Note: When automatically redirecting a POST request after receiving
a 302 status code, some existing HTTP/1.0 user agents will
erroneously change it into a GET request.
Dan's comments:
By the time they got to RFC 2616, they apparently realised that "some existing HTTP/1.0" user agents includes basically every useful browser out there, so they changed the wording to "most existing user agent[s]" and introduced new responses 303 (allow redirect from POST, always using GET) and 307 (don't redirect from POST, just like they originally intended 302 to have done). So you probably should be using a 303 instead of a 302 for this purpose. If your users know what it is. How do you test that? I've no idea: it seems unlikely that simply checking the HTTP request version for 1.1ness is going to be particularly accurate. Frankly I'd be a lot happier if they'd just repurposed 302 instead of creating 303, but we have to hope there was some good reason for not following existing practice there.

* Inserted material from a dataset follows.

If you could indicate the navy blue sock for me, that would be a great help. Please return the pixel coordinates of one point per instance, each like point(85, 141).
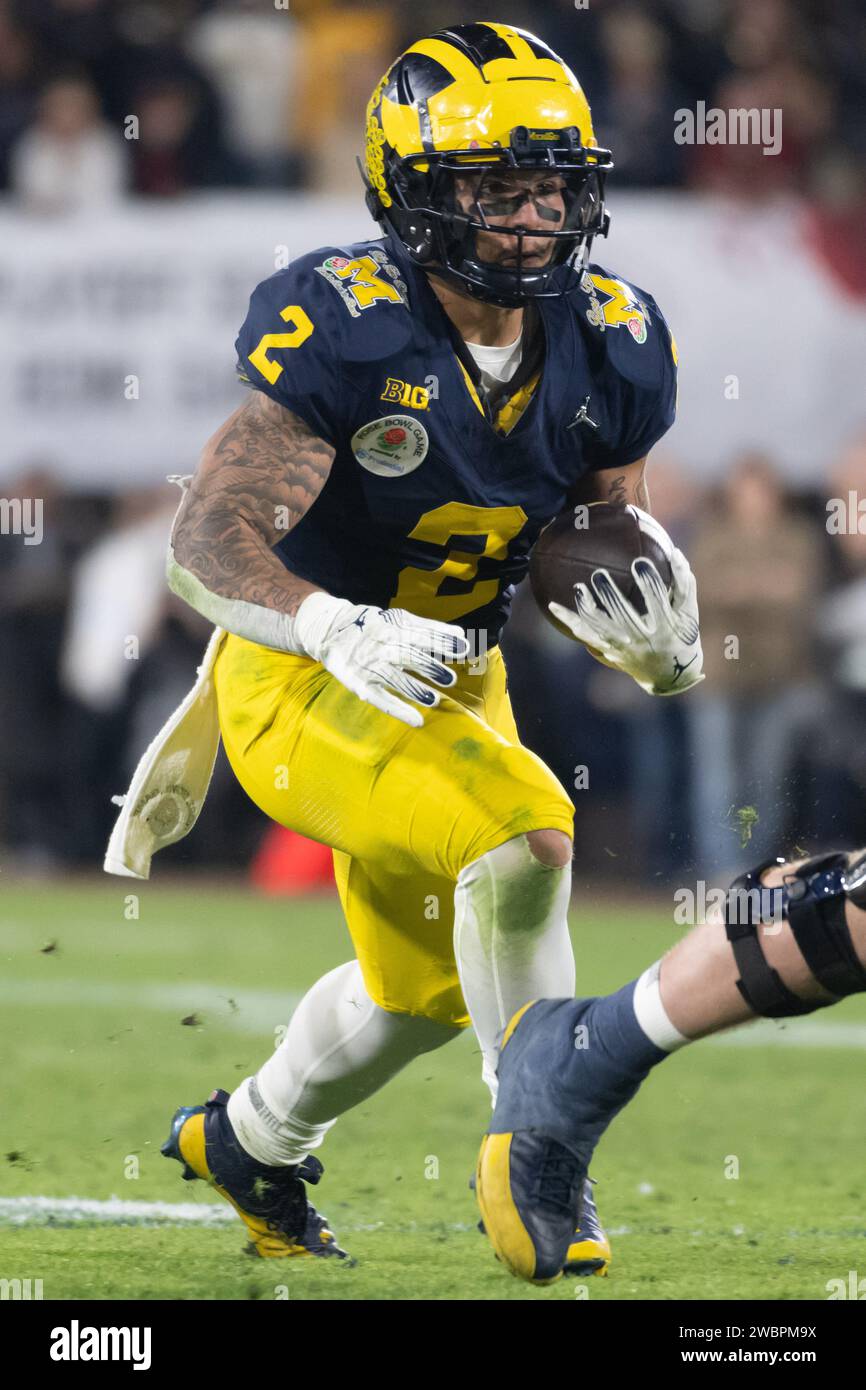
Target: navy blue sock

I have to do some experimenting, but for now, here's the relevant section in the HTTP RFC.
Tuesday, June 11, 2002
Permalink
"When automatically redirecting a POST request after receiving a 302 status code, some existing HTTP/1.0 user agents will erroneously change it into a GET request."
Heh... I had this exact problem when I was writing up my XML-RPC code and I had accidentally left the trailing slash off of the domain name... it kept converting my request to GET and messing everything up, I didn't notice until I broke down and installed Ethereal and nabbed the packets for myself.